当我使用pandas解析csv时,我一直在每行末尾追加\r

vi4fp9gy  于 5个月前  发布在  其他
关注(0)|答案(1)|浏览(53)

我想清理我的csv文件中的某个列,当我将它们传递到pandas中时,它会为每行留下一个尾随\r。
54147799,xxx_54147799,xxx_1442517,ALARM_NORMALIZED,xxx,xxx,2023-01-01 00:12:05.168,null,1,NORMAL,xxx/xxx/ATI,xxx,3,ATI System Mode,2,4,-1,-1\r
请帮助我改进我的脚本,使\r不出现。
我的csv文件实际上无法解析到Elasticsearch中,因为\r。第18列预计只接收数字,而不是alpha-numeria。

import pandas as pd
from pathlib import Path
import csv
import os
import re

def format_location(location):
    if location and isinstance(location, str) and re.match(r'^\d+$', location):  # Check if the cell contains only digits
        if len(location) == 3:
            return f"9{location}2"  # Prepend '9' and append '2' to 3-digit numbers
        elif len(location) == 5:
            return location  # Return the original 5-digit value
    return location  # Return the original value for non-numeric or incorrect length values
    
def drop_extra_column(input_directory, intermediate_directory):
    # Check all files in the input directory
    for file in input_directory.iterdir():
        if file.suffix == '.csv':
            try:
                # Read CSV file using Pandas with error handling to warn and skip problematic lines
                with open(file, 'r') as f: pd.read_csv(f)
                df = pd.read_csv(f)

                # Check if DataFrame has more than 18 columns
                if len(df.columns) > 18:
                    # Drop the 19th column (index 18)
                    df.drop(df.columns[18], axis=1, inplace=True)
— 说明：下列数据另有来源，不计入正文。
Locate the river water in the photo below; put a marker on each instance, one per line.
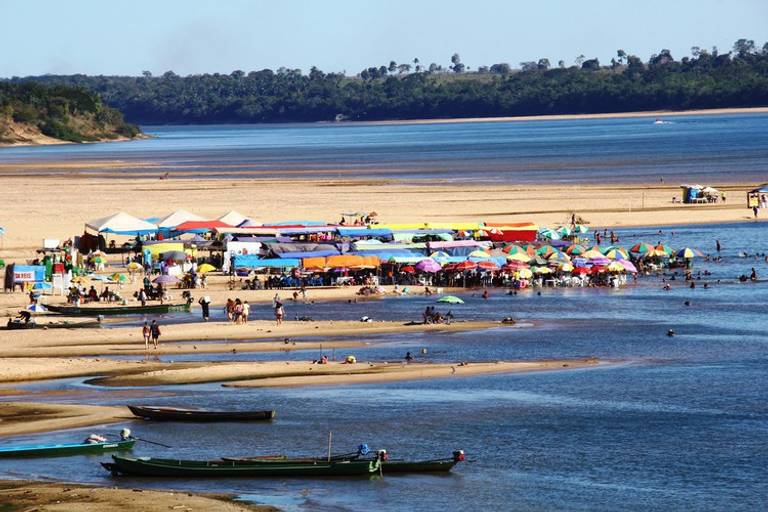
(674, 423)
(685, 148)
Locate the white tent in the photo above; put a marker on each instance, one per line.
(233, 218)
(178, 217)
(122, 224)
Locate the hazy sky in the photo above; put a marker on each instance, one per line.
(189, 36)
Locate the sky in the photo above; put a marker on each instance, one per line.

                    # Define the output file path
                    intermediate_path = intermediate_directory / f"{file.name}"

                    # Write back to the CSV file in the output directory using Pandas
                    df.to_csv(intermediate_path, index=False)
                    print(f"Processed data saved to '{intermediate_path}'")

                else:
                    print(f"No extra column found in '{file.name}'. Skipping this file.")

            except Exception as e:
                print(f"Error processing file '{file.name}': {e}. Skipping this file.")
                continue

def process_csv_files(intermediate_directory, output_directory):
    # Check all files in the input directory
   for file in intermediate_directory.iterdir():
        if file.suffix == '.csv':
            try:
                # Read CSV file using Pandas
                with open(file, 'r') as f: pd.read_csv(f)
                df = pd.read_csv(f)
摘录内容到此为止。